We have recently shown that rat prostate TINT tissue gene-expression pattern is characterized by processes like inflammation, transforming Growth Factor-β (TGF-β) signaling and hypoxia [17]. Implantation of cancer cells into the rat prostate also induced hypoxia, as shown by pimonidazole staining, in the non-malignant parts of the tumor-bearing prostate lobe [17]. We here show that hypoxia significantly up-regulated LOX mRNA expression in human prostate epithelial cells and prostate myofibroblasts in vitro, and human prostate tissue (both tumor and surrounding normal) is generally hypoxic [42]. Hypoxia could thus explain the increased LOX levels in TINT and that increased levels of LOX is a consequence of tumor formation. A recent study by Cox et al. implicates that hypoxic breast tumors secretes LOX which subsequently induces pre-metastatic bone lesions [22]. Here, LOX score in tumor epithelial cells was found to be associated with bone metastases and LOX score in TINT epithelium to survival, suggesting that LOX secreted from the tumor and importantly also from the non- malignant parts of the tumor-bearing prostate could participate in pre-metastatic niche formation also in prostate cancer. Further studies are needed to examine this possibility and the relative importance of tumor vs. TINT secreted LOX. The hypothesis that the non-malignant parts of the tumor-bearing prostate could be a significant contributor is supported by our observation that LOX mRNA levels are similar in human prostate tumors and in adjacent non-malignant prostate tissue [39, 40].

TGF-β has been shown by others to upregulate LOX in prostate and breast tumor cells [36, 44] and aggressive prostate cancer cells expresses more TGF-β than indolent tumors and high TGF-β expression in tumor epithelial cells is associated with a poor outcome in our cohort of prostate cancer patients [45]. TGF-β stimulation of normal prostate epithelium could thus result in increased LOX expression and may explain some of the increased LOX in TINT. Furthermore, positive correlation of LOX with pEGFR and pAKT suggest that increased LOX expression is coupled to prostate epithelial cell activation.

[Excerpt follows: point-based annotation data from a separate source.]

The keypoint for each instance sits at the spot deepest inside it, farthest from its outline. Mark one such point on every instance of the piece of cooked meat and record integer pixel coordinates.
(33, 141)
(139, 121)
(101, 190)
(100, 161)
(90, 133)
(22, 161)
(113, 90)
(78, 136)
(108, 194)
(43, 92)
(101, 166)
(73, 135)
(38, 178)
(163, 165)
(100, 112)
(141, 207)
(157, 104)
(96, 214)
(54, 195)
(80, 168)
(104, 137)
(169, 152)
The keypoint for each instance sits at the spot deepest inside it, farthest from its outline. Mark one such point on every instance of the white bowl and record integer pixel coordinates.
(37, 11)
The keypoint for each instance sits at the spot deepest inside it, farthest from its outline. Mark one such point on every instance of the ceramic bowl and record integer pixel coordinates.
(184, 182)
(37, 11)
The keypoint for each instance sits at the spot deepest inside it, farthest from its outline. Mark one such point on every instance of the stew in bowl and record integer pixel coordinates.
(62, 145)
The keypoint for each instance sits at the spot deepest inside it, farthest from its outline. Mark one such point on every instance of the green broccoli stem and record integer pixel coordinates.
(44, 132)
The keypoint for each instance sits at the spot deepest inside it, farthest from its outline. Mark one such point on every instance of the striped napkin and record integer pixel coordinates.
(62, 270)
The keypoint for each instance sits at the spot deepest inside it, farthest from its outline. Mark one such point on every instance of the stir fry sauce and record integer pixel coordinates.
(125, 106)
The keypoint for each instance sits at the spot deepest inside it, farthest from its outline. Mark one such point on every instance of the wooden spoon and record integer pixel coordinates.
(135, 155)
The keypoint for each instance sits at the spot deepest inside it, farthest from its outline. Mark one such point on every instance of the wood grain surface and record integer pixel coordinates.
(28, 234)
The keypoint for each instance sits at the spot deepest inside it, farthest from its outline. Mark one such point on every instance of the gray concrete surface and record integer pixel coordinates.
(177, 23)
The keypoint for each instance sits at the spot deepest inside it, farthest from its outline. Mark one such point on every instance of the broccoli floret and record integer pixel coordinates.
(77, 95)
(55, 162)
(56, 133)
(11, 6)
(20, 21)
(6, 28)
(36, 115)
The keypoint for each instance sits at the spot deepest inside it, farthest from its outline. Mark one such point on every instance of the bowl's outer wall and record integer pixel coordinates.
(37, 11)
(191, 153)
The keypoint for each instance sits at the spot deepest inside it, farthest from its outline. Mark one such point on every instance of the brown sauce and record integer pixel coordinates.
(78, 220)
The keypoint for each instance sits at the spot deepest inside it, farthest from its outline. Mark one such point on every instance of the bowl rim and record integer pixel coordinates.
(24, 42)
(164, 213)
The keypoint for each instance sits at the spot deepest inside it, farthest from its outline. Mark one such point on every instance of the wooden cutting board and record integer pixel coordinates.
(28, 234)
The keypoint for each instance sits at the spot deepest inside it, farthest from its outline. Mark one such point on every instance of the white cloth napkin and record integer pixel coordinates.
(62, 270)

Further studies are needed to examine how prostate tumors may stimulate non-malignant prostate cells to increase their LOX expression.

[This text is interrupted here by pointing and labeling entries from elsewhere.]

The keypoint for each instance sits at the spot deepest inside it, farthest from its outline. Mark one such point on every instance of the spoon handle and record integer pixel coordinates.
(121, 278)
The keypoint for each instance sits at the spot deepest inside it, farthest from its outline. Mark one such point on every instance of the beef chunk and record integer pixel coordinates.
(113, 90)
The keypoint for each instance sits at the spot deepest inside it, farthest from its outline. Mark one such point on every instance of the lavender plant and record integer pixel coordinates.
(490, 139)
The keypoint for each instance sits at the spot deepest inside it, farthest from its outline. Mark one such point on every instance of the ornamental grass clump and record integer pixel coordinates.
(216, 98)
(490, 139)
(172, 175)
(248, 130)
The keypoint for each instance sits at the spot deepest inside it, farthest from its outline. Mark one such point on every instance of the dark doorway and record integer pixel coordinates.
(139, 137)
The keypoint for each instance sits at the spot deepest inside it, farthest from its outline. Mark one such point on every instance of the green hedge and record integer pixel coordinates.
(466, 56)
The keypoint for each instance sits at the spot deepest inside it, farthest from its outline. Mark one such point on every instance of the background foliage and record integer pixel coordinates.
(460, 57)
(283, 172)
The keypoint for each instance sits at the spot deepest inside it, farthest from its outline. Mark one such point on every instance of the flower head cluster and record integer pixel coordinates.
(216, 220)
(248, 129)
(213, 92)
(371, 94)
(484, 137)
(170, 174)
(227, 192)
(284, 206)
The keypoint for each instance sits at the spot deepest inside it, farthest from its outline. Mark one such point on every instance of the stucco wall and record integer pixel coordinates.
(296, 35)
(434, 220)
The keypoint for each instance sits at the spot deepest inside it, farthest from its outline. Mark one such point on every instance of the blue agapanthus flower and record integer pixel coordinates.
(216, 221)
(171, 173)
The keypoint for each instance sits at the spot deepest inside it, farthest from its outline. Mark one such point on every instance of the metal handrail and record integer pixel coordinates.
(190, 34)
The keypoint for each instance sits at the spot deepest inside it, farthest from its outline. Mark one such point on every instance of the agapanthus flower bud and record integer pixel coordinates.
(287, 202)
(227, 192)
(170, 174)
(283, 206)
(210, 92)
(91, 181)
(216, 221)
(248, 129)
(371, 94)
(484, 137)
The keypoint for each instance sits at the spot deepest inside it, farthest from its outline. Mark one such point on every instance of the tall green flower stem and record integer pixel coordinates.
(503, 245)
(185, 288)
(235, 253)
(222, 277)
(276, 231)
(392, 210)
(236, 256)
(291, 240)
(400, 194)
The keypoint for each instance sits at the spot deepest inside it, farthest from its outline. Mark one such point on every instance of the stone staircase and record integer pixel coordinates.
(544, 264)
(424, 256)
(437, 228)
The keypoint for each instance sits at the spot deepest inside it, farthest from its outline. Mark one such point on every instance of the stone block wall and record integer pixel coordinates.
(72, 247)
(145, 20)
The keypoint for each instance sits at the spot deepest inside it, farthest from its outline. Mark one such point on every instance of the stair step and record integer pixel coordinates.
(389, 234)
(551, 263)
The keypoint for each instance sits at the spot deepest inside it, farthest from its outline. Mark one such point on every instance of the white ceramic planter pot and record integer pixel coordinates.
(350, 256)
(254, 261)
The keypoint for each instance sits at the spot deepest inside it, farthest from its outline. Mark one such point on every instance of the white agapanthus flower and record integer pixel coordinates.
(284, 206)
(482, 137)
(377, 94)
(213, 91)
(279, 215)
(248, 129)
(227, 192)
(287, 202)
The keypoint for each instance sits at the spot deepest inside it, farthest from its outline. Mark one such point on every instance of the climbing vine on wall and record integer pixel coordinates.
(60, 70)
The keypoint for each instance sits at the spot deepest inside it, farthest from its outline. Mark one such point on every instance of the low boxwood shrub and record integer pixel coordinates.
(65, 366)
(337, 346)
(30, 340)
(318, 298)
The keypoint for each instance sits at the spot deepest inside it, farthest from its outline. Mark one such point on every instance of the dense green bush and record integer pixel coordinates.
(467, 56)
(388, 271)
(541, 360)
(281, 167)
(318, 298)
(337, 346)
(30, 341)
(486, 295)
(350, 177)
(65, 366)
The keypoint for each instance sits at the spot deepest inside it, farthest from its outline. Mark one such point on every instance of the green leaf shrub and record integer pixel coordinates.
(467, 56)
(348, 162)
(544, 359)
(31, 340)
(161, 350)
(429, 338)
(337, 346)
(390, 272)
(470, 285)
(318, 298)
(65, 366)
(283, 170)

This study suggests that high LOX synthesis in tumor epithelial and in the epithelial cells in the tumor-bearing organ may stimulate prostate tumor growth and spread. This finding is in line with several other studies listed in the introduction. Some studies, however, suggest that LOX could also be inhibitory and a gradual loss of LOX is seen in prostate cancer metastases [36] but not in the current one. In an experimental study we used a LOX-inhibitor (BAPN) in rats with implanted prostate tumors and found that LOX probably stimulated early tumor growth and conversely be inhibitory in already established tumors (Nilsson et al., unpublished). The functional role of LOX in prostate cancer could thus be context dependent.

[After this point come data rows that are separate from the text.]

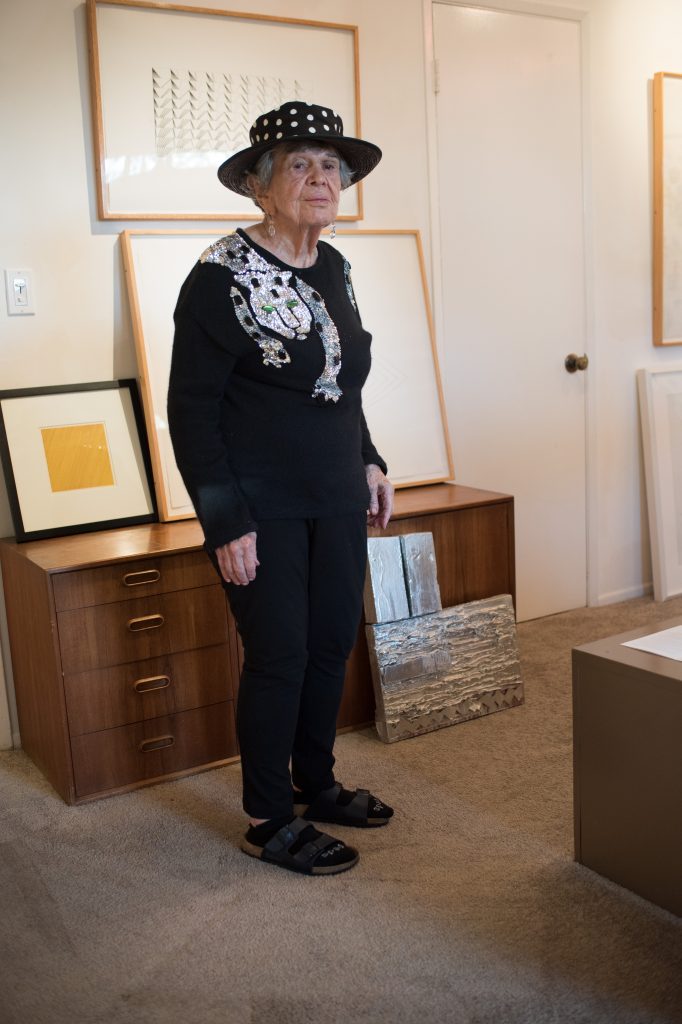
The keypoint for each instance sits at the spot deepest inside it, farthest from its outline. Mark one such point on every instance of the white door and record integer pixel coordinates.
(512, 288)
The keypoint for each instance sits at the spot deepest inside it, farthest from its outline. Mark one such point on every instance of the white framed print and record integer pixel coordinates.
(174, 90)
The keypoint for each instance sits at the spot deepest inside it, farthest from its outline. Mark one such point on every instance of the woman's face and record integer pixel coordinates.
(305, 187)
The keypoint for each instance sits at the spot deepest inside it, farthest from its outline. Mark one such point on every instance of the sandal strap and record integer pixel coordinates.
(279, 846)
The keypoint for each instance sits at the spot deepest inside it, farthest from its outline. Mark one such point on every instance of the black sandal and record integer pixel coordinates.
(339, 807)
(299, 847)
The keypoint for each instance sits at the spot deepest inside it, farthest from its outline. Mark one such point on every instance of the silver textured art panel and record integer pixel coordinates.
(445, 668)
(385, 594)
(420, 573)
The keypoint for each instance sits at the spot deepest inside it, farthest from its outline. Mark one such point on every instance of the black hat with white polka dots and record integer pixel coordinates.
(298, 122)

One potential weakness of this study is the specificity of the LOX antibody used for immunohistochemistry. The antibody is raised against a synthetic peptide corresponding to an internal region of human LOX (within residues 200–300) and detects mature LOX and glycosylated variants on Western blot (www.novusbio.com). Although the staining pattern and intensity was in line with LOX in-situ hybridization, and with staining with an additional LOX antibodies (Sigma L4669 and Millipore ABT112, data not shown) we cannot exclude the possibility that our antibody may detect also other proteins, for example proteins in the LOX family (with similar functions as LOX). Another factor that needs consideration is that the current study is based on tissue obtained through trans-urethral resection of the prostate and the tumors could therefore be different from small cancers located only in the peripheral zone of the prostate. Future studies validating LOX staining should therefore examine it also in peripheral zone needle biopsies.

In summary, we show that high LOX expression in the tumor-adjacent non-malignant prostate epithelium (TINT epithelium) was associated with prostate cancer survival. LOX staining in prostate tumor epithelium positively correlated to Gleason score and metastases but was not associated with cancer survival.